According to a report on Phys.org, a Web-based science, research and technology news service, professors Lee Han, Chris Cherry, and Qiang Yang in the university’s Civil and Environmental Engineering Department found that shortening a yellow light, lengthening the period when all lights are red, shortening the traffic cycle length and increasing the speed limit in an intersection all increased the chance of drivers running red lights.
Municipalities with red light cameras often pay for them by splitting the revenue from citations issued through the technology or through a monthly fee. That can pose ethical questions for traffic engineers who are responsible for adjusting the traffic signals.
Red light cameras have been a hot issue for the public and governments since they were first introduced.
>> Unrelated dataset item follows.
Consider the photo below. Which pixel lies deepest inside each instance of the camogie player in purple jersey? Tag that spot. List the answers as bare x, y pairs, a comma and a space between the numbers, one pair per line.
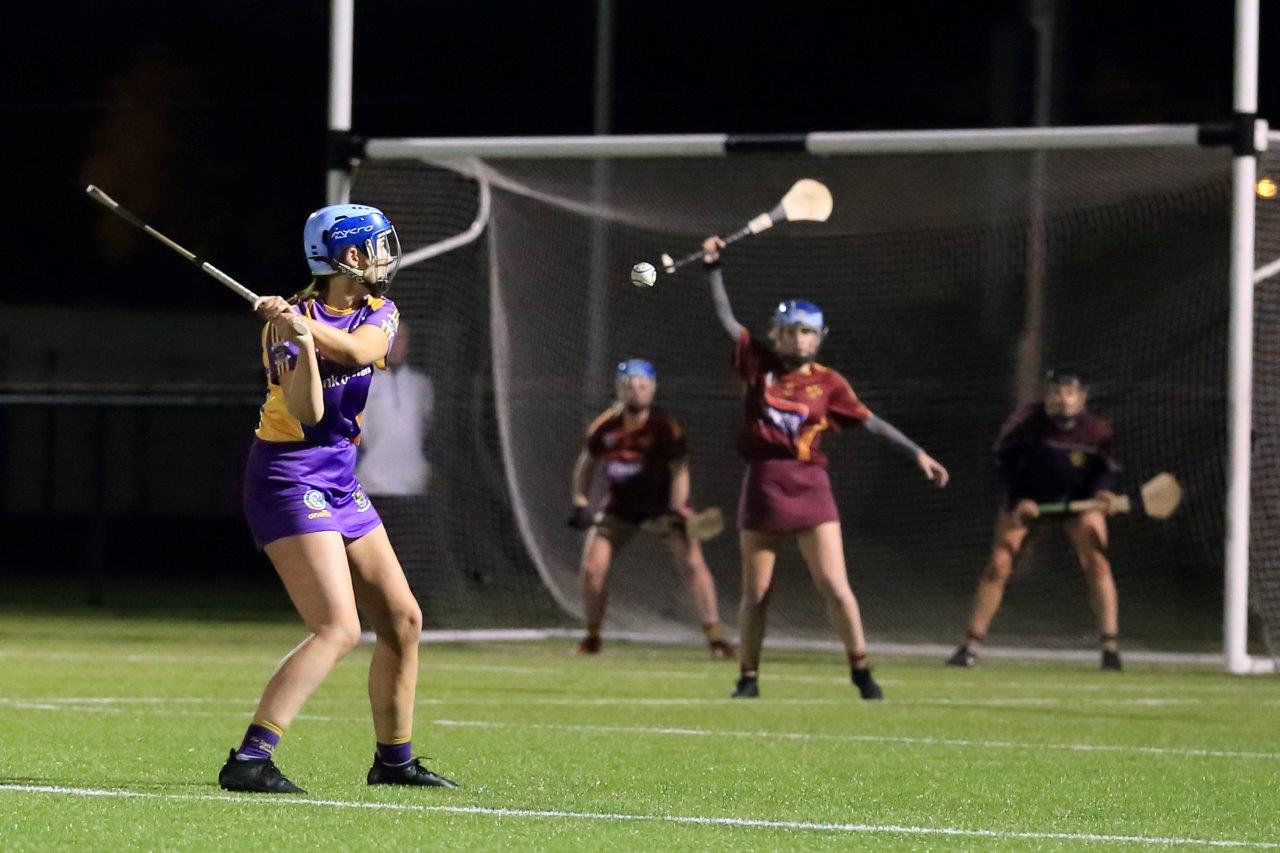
307, 511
Some have objected due to privacy concerns, while others have contended they serve merely as a government fundraiser.
Each city adjusts traffic signal timing based on a number of factors, but according to Saeed Nowkhasteh, signal operations supervisor for the Seattle Department of Transportation, shortening the yellow is not an option in many cases because cities must adhere to standards put in place by the Institute of Traffic Engineers (ITE).
Some cities look for ways to adjust the traffic lights to increase revenue from red light tickets. But there are limited parameters within which traffic engineers can work. One of the changes they can make is to increase the all-red time. Nowkhasteh said that in Seattle, the all-red time depends on the geometry and size of an intersection. The city is permitted to make the all-red time zero, but they often make that time one second.
When it comes to increasing all-red time, however, Nowkhasteh added that there are two schools of thought. Some believe it makes intersections safer by creating a longer buffer between cross-traffic, but in intersections that don’t have red light cameras, it can increase drivers running red lights once they realize that the long all-red allows them extra time to get across the intersection.
Another finding made by University of Tennessee researchers was that manipulating traffic lights to increase volume to an intersection led to more traffic congestion, but did not affect the chances of drivers running red lights or crashing.
"One of the major challenges with implementing red light camera policy is the conflict of matching incentives of tangible revenue for industry and the municipality contrasted with external cost savings such as safety and congestion, the value of which is not easily captured," Cherry said to Phys.org. "We hope the public sector and the public use our research to reflect on the motivations for changing signal operations."